Schnee in Osteuropa ist orange – irres Wetterphänomen!

Irres Wetterphänomen: Schnee in Osteuropa plötzlich orange

Das ist kein Insta-Filter: Was aussieht wie eine Landschaft auf dem Mars, ist tatsächlich eine Skipiste in Osteuropa. Ein seltenes Wetterphänomen hat die Skipisten in mehreren Ländern orange gefärbt.

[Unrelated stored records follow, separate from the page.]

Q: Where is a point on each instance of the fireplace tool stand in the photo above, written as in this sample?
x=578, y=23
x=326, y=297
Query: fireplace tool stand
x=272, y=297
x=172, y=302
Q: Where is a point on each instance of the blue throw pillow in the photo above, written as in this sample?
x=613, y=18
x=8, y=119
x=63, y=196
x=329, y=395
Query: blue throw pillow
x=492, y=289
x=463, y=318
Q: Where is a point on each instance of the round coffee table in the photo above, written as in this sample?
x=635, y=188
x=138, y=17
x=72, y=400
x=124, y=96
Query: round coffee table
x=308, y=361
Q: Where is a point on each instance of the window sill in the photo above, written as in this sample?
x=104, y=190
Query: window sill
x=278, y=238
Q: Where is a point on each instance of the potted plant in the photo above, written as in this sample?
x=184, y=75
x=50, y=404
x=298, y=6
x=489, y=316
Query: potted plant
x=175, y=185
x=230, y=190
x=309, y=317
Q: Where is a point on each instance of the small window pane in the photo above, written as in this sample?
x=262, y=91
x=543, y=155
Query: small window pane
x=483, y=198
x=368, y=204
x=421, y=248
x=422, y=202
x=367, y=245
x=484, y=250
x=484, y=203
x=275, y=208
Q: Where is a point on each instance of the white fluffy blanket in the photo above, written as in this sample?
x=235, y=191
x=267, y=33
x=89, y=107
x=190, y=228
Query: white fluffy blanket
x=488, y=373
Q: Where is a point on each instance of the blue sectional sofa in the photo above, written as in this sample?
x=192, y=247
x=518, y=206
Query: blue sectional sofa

Wie hier im russischen Sotschi sah es vielerorts in Osteuropa aus – der Schnee war orange eingefärbt.
Wie hier im russischen Sotschi sah es vielerorts in Osteuropa aus – der Schnee war orange eingefärbt.

Foto: sinyaya_ptiza/Instagram (Screenshot)

Ein Wintermärchen in… Orange?! Für Skiurlauber in Osteuropa gab’s am Wochenende eine farbliche Überraschung: Denn die Skipisten in Russland, Bulgarien, Moldau, Rumänien und in der Ukraine waren nicht wie gewohnt weiß, sondern orange. 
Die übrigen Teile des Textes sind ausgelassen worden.